Garry Tan is having a moment. Whether that moment is inspiring or exhausting probably depends on how you feel about tech founders treating City Hall like a product that needs a hostile takeover.
The Y Combinator president — who has made reforming San Francisco politics something of a personal side quest — is back in the headlines for publicly going after a local lawmaker over an email bill. The specifics of the legislation aside, Tan has developed a very recognizable playbook: identify a supervisor he thinks is standing in the way of progress, take to social media, and let the discourse rip.
The problem is that playbook has consequences.
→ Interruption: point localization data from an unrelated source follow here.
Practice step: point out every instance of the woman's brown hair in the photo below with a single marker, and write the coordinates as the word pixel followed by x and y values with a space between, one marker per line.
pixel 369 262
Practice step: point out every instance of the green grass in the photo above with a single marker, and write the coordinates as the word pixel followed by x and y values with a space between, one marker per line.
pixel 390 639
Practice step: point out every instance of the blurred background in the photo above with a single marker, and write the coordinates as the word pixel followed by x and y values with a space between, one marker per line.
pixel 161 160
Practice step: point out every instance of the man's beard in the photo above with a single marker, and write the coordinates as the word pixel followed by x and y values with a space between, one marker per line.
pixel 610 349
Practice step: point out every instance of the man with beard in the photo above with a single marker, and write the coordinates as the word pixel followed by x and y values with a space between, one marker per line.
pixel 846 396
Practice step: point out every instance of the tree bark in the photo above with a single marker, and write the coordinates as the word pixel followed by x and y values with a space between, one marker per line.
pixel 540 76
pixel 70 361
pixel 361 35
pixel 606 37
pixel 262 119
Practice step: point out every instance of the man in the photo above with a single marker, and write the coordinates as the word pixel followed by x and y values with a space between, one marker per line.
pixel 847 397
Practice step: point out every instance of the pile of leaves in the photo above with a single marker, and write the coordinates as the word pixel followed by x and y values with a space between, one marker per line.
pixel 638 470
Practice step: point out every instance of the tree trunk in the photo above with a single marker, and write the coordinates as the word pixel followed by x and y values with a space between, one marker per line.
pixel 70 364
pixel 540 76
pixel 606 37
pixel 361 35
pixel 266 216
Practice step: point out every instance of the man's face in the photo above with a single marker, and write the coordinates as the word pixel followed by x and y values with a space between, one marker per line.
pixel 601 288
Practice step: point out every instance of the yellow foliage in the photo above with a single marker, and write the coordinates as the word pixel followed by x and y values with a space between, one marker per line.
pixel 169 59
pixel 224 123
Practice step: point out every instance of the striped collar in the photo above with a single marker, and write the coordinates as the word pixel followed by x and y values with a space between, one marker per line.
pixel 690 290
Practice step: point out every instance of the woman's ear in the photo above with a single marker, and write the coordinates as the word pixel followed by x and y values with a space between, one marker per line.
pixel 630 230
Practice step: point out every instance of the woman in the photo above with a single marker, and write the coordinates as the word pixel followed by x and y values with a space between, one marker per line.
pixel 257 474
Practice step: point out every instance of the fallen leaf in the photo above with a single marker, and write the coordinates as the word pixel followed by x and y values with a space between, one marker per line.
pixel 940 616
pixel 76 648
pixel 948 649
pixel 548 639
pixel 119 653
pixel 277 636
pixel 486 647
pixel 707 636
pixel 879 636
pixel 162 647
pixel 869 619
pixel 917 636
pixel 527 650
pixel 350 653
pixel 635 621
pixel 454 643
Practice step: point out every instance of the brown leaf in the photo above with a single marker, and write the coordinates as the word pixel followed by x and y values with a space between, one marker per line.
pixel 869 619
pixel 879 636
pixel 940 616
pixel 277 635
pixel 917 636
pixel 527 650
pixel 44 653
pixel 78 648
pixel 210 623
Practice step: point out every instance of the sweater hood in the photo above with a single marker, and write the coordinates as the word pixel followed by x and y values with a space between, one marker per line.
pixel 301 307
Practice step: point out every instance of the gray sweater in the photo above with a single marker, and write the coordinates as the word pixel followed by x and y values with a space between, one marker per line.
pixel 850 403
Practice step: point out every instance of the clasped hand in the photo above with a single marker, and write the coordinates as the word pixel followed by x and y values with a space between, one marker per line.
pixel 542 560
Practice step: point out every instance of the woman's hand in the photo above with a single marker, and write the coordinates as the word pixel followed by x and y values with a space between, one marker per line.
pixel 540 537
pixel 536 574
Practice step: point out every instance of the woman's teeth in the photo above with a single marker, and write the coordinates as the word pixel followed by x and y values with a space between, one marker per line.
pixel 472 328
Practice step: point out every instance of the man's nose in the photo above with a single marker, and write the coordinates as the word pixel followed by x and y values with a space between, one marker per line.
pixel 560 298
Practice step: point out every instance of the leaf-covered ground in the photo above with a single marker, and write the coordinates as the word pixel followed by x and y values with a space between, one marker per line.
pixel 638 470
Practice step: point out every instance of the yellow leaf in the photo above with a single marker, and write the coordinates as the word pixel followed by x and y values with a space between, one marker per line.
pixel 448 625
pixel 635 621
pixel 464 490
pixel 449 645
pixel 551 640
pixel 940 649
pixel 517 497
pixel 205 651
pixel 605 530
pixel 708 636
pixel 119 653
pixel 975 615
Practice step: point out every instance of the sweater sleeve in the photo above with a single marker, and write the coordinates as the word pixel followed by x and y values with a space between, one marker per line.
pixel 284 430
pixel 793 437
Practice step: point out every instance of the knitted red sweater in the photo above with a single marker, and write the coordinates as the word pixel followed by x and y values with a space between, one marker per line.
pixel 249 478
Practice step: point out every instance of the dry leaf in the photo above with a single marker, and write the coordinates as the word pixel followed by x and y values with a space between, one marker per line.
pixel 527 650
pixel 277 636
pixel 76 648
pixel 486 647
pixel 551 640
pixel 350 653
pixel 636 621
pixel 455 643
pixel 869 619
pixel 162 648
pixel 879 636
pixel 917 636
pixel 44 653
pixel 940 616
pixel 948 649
After a previous tweet directed at three San Francisco supervisors, those officials reportedly received threats. That's not a small thing. You can think a politician is dead wrong — and plenty of them are — without wanting their inboxes flooded with menace. Tan didn't pull the trigger on those threats, but when you have hundreds of thousands of followers and a culture-war-ready audience, rhetoric has a blast radius.
On the other hand, let's be honest: San Francisco's Board of Supervisors has spent years being largely unaccountable to the residents who actually want a functioning city. If it takes a loud, occasionally combustible tech mogul to apply public pressure, that's a symptom of a broken civic feedback loop — not a cause.
Meanwhile, Tan is also busy running an actual company. Y Combinator's next Demo Day will bring top VCs back in person, a sign that the startup ecosystem is leaning back into physical presence and real relationships. That's the Garry Tan who's genuinely useful to this city's future.
The tension is real: San Francisco needs bold voices pushing for accountability. It doesn't need its political fights to end with threats against elected officials, however imperfect those officials may be.
Tan is smart enough to know the difference. The question is whether he cares enough to thread that needle — or whether the engagement metrics are just too good to resist.